Mode for Grouped Data Formula

l + [(f₁ - f₀) / (2f₁ - f₀ - f₂)] * h, where l = lower limit of modal class, h = class size, f₁ = modal class frequency, f₀ = preceding class frequency, f₂ = succeeding class frequency.

Median (Ungrouped Data)

The middle value when the data is arranged in order.

Median for Grouped Data Formula

l + [(n/2 - cf) / f] * h, where l = lower limit of median class, n = total observations, cf = cumulative frequency before median class, f = median class frequency, h = class size.

Probability Formula

P(E) = (Number of favorable outcomes) / (Total number of possible outcomes).

Quadratic Equation

Equation of the form ax² + bx + c = 0, where a ≠ 0.
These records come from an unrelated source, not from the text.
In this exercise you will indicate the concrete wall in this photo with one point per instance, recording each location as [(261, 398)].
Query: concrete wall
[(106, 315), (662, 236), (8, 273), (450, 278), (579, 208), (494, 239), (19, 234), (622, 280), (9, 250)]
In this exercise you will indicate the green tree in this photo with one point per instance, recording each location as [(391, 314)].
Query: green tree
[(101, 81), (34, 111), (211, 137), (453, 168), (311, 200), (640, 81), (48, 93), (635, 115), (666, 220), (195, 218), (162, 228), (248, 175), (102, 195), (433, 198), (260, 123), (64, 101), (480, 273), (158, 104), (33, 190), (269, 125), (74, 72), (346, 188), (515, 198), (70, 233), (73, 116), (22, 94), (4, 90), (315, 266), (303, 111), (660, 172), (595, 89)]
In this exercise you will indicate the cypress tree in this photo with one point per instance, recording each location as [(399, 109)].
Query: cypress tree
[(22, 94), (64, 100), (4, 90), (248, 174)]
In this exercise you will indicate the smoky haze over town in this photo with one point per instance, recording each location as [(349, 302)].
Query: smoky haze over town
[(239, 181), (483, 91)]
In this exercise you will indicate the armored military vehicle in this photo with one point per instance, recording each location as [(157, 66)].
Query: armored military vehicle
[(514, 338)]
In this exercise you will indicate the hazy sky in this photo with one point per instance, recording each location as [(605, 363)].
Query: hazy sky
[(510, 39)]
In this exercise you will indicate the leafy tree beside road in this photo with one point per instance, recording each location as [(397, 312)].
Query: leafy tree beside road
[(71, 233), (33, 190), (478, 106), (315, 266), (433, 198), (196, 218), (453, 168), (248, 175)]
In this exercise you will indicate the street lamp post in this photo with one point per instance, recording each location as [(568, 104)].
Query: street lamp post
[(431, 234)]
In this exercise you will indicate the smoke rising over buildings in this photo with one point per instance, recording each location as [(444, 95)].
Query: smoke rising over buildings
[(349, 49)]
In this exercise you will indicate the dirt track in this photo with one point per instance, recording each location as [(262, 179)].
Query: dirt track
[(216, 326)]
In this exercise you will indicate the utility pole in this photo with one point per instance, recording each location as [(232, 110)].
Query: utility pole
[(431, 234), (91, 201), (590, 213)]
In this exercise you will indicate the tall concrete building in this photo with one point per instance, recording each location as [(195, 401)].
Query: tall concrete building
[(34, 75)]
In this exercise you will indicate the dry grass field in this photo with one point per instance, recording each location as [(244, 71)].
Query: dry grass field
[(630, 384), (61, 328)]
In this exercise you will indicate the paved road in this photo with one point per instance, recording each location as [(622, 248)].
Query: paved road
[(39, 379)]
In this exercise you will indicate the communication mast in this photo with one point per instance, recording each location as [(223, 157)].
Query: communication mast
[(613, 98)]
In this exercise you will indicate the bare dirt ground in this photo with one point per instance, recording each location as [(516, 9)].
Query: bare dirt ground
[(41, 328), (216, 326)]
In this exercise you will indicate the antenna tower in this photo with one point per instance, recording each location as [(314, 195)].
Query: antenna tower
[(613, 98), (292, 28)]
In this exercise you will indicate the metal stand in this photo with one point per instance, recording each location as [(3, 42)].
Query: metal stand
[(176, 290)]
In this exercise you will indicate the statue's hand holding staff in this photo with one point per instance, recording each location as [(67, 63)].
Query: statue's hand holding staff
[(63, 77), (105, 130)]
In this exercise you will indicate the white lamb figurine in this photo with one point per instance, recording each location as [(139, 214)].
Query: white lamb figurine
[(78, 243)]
Root of a Quadratic Equation

The value of x that satisfies the quadratic equation.

Quadratic Formula

x = (-b ± √(b² - 4ac)) / 2a

Discriminant (D)

D = b² - 4ac.

Arithmetic Progression (AP)

A sequence with a constant difference between consecutive terms.

General Form of an AP

a, a + d, a + 2d, a + 3d,...

nth Term of an AP

an = a + (n - 1)d

Sum of First n Terms of an AP

n/2 [2a + (n - 1)d] or Sn = n/2 (a + l)

Similar Triangles

Corresponding angles are equal, and sides are proportional.

Basic Proportionality Theorem (Thales Theorem)

A line parallel to one side divides the other two proportionally.

Pythagoras Theorem

The square of the hypotenuse equals the sum of the squares of the other two sides.

Distance Formula

√((x₂ - x₁)² + (y₂ - y₁)²)

Section Formula

((mx₂ + nx₁) / (m + n), (my₂ + ny₁) / (m + n))

sin θ

(Opposite side) / (Hypotenuse)

Tangent to a Circle

A line that touches the circle at only one point.

Study Notes

No new information was provided, therefore, the study notes remain unchanged.